Día a día, en cada punto del país se ejecuta la represión en los barrios, dando fundamento a lo que se replica y resuena en cada manifestación en contra de la impunidad: “No es un policía, es toda la institución”. Tres episodios, en lugares distantes entre sí, ocurridos esta semana, lo ratifican.

El 14 de julio, en General Baigorria, Santa Fe, Carlos Miño, de 16 años, fue fusilado de un balazo en la cabeza por el policía Carlos Eduardo I. de 33, quién justificó el asesinato como defensa ante un asalto intentado por Carlos y otro joven de 18 años con el que iba en moto. El otro chico recibió un disparo en el omóplato y huyó, aunque luego fue detenido en el hospital Eva Perón.

En el lugar del hecho sólo se encontraron 8 vainas de la pistola policial; ni la pistola con la que el asesino alega que intentaron asaltarlo ni rastros de que alguien más que el policía haya disparado.

Así y todo, el juez José Luis Suárez dispuso la imputación del efectivo como homicidio "con exceso en la legítima defensa" sosteniendo que, aunque "el uso de un arma de fuego ya era irracional ante el robo de un celular y una billetera", el efectivo pudo incurrir en una "errónea apreciación del peligro y de que la agresión persistía". Es decir, al pensar que estaban armados, sus disparos no fueron completamente homicidas.

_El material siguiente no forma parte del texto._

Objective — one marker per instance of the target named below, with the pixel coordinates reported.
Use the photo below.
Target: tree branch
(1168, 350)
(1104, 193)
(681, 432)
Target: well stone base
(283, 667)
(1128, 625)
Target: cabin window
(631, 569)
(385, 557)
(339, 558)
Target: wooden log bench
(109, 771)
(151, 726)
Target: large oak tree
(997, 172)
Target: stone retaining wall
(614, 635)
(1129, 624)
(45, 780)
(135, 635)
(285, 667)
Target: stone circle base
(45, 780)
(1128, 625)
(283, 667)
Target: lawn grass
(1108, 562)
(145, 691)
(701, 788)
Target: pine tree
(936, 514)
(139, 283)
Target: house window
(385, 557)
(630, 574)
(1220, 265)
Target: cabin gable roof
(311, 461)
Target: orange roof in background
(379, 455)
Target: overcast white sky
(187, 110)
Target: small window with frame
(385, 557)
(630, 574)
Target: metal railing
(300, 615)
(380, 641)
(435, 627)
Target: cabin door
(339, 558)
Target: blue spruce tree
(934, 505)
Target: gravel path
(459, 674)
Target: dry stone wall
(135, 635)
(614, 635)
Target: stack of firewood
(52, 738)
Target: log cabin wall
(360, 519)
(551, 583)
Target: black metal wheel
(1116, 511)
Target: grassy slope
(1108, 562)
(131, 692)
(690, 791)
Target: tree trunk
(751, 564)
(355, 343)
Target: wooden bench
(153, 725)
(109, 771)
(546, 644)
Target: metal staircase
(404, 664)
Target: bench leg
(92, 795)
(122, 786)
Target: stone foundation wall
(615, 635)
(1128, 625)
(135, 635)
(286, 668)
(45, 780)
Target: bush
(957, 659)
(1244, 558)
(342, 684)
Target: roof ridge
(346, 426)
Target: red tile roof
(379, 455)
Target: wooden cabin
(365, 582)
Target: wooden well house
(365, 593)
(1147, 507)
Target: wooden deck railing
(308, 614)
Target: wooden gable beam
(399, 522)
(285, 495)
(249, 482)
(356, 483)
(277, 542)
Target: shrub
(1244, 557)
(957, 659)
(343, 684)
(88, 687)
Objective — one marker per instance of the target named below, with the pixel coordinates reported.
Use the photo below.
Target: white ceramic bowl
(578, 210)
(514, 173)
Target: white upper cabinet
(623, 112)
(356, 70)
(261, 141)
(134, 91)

El policía naturalmente quedó en libertad, con la única limitación de tener informado al juzgado sobre su domicilio. Ni siquiera agravó algo la situación que la pistola Bersa no reglamentaria que usó, de su propiedad, tuviera sólo permiso de tenencia, no de portación.

Asumieron su defensa los abogados Luis Tomasevich y Eduardo Campisciano, ya conocidos por lides semejantes, pues defendieron al penitenciario Julio Gerardo Vannucci, asesino de Brian López, el chico de 15 años baleado el 14 de mayo de 2010 en el barrio Moderno y al subcomisario Alejandro Scalcione por el homicidio de su ex-pareja en 2009. Luis Tomasevich, además, fue el vocero policial en las reuniones entre el gobierno y la policía santafesina en los amotinamientos de diciembre pasado.

El 21 de julio, en el barrio San Martín, al sudoeste de San Miguel de Tucumán, Daniel Alejandro Astorga, de 16 años, volvía en moto del cumpleaños de una prima junto a su tío, cuando una partida policial los señaló como autores de un supuesto robo y comenzó a dispararles.

Alejandro falleció de un tiro en la nuca, producto del ataque de los policías Juan Víctor Espíndola, Rodrigo Sebastián Gallardo, Bruno Carmelo Ciolfo y César Luis Farías a bordo de dos motocicletas. Por ahora, los policías están detenidos.

El 26 de julio, una moto entró a una estación de servicio sobre la ruta 197, en pleno barrio bonaerense de Los Polvorines. El acompañante se bajó, y le robó la billetera al playero. Subió a la moto y, cuando se iban, sonaron 9 disparos, de los cuales 5 hicieron blanco en las espaldas de los pibes. Diego Verón cayó muerto de la moto a pocos metros, con dos tiros recibidos por detrás. El conductor siguió unas cuadras más, hasta que colapsó y quedó malherido sobre el asfalto.

Es que, en otra dársena de la estación de servicio, cargaba nafta un policía metropolitano de la Comuna 12 de apellido Ledesma, que esperó a que la moto se retirara para gritar ornamentalmente “Alto, policía” y vaciar el cargador de su Bersa reglamentaria 9 mm.

El pibe sobreviviente, de 20 años, padre de una nena de dos años y de otro bebé que nacerá en tres semanas, está internado en el hospital de Pacheco. Una de las balas le atravesó el pulmón, la otra entró por el glúteo y está incrustada en la parte de atrás de la rodilla. Ya fue indagado por robo doblemente agravado. El policía no está imputado por delito alguno.